While shifting individual behavior is important, this goal is made more difficult due to the general public’s limited understanding of the issue. According to a 2023 Pew survey, only 46% of Americans believe human activity is the primary cause of climate change and 14% do not think global warming is happening at all. And while many outlets and organizations are producing and disseminating climate-related information, much of that messaging is proving ineffective because the target audiences and their underlying motivations are poorly understood.
To discover which messaging improves understanding of climate change and motivates people to act to address it, AVDF awarded a $300,000 grant in 2021 to the Yale Program in Climate Change Communication (YPCCC). With AVDF funding, YPCCC produced, tested, and distributed climate-related messaging within specific demographic groups, and disseminated the findings to the broader climate community.

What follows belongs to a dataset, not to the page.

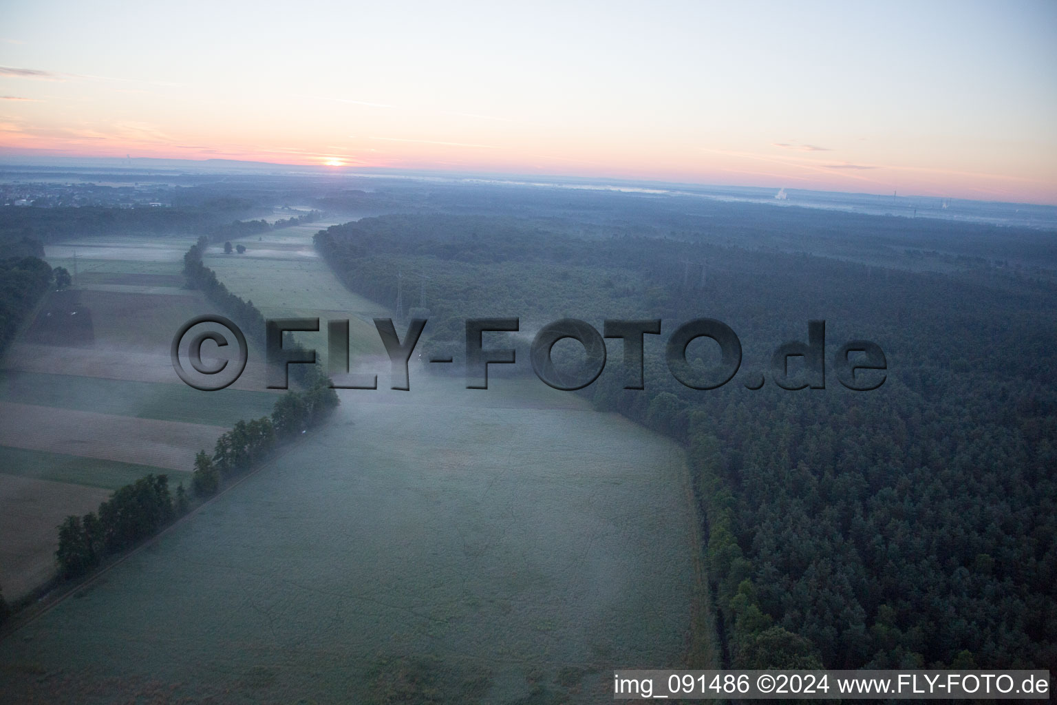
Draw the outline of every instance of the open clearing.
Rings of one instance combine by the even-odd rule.
[[[0,586],[17,597],[55,573],[56,527],[94,512],[110,490],[0,474]]]
[[[0,643],[12,699],[365,702],[385,673],[435,702],[608,703],[614,665],[682,665],[699,549],[678,444],[535,378],[414,366],[388,390],[383,307],[320,260],[206,263],[266,316],[351,317],[382,389],[341,391],[327,426]]]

“Since 2008, YPCCC has built one of the most effective climate news organizations in the nation. They also provide evidence-based resources to other organizations who are seeking to address climate change by shifting Americans’ attitudes and behaviors,” said AVDF Director of Programs John Churchill. “Yale produces—and they help other organizations produce—messages that are tailored to specific audiences, based on those audience’s values. This makes their messaging more engaging and influential, across a variety of American audiences.”
To help climate communicators better understand target audiences, YPCCC created the “Six Americas” taxonomy that categorizes Americans along a spectrum from “Alarmed” to “Dismissive” based on their attitudes about climate change. To test the effectiveness of climate-related stories, Yale divided the Six Americas taxonomy into two main groups. The first group included Americans who were cautious, disengaged, doubtful, or dismissive about climate change. The second group included Americans who were concerned or alarmed about climate change.
Yale produced over 150 climate-related stories to test their effectiveness in shifting the attitudes and behaviors of the two main groups. All the stories were aired on the nationally broadcast radio program Climate Connections. Climate Connections receives more than 1.1 million listens each week and 57 million listens each year.
The stories that were most effective in engaging audiences were selected for more extensive experiments to better understand their effects when it comes to behavior change and attitudes about climate change. The testing was done through randomized control trials among 4,700 participants who were in the Concerned/Alarmed categories, and among about 2,300 participants who were in the Less Concerned/Dismissive categories. For each audience, Yale measured the group’s relevant beliefs, attitudes, and policy support before and after exposure to the selected climate-related messages.
The results of the experiments revealed that the YPCCC stories have positive impacts on both audience categories when it comes to changing beliefs, attitudes, and catalytic action related to climate change. For the Concerned/Alarmed group, top-performing stories included: Why a St. Louis church went solar; Illinois offers $4,000 incentive to electric vehicle buyers; and Ulster County, New York, aims for 100% clean electricity by 2040. For the Less Concerned/Dismissive group, top-performing stories included: Tybee Island residents see more flooding as sea levels rise, Montana fly-fishing guide sees effects of melting glaciers firsthand, and Hotter summer temperatures prompt fly fishing restrictions in Montana.
The Yale team has disseminated these insights to organizations such as the Potential Energy Coalition, the Digital Climate Coalition, and others in the climate community. YPCCC is also preparing to submit its findings to peer-reviewed journals and their wide network of contacts.
“We are excited that our research insights are helping climate organizations better communicate with and engage their target audiences. For example, we find that it is vital to help people better understand both the threat of climate change and what they can do about it (risk perception and personal and collective efficacy). Together, these two factors can help build public and political will for climate action,” said YPCCC Director Anthony Leiserowitz.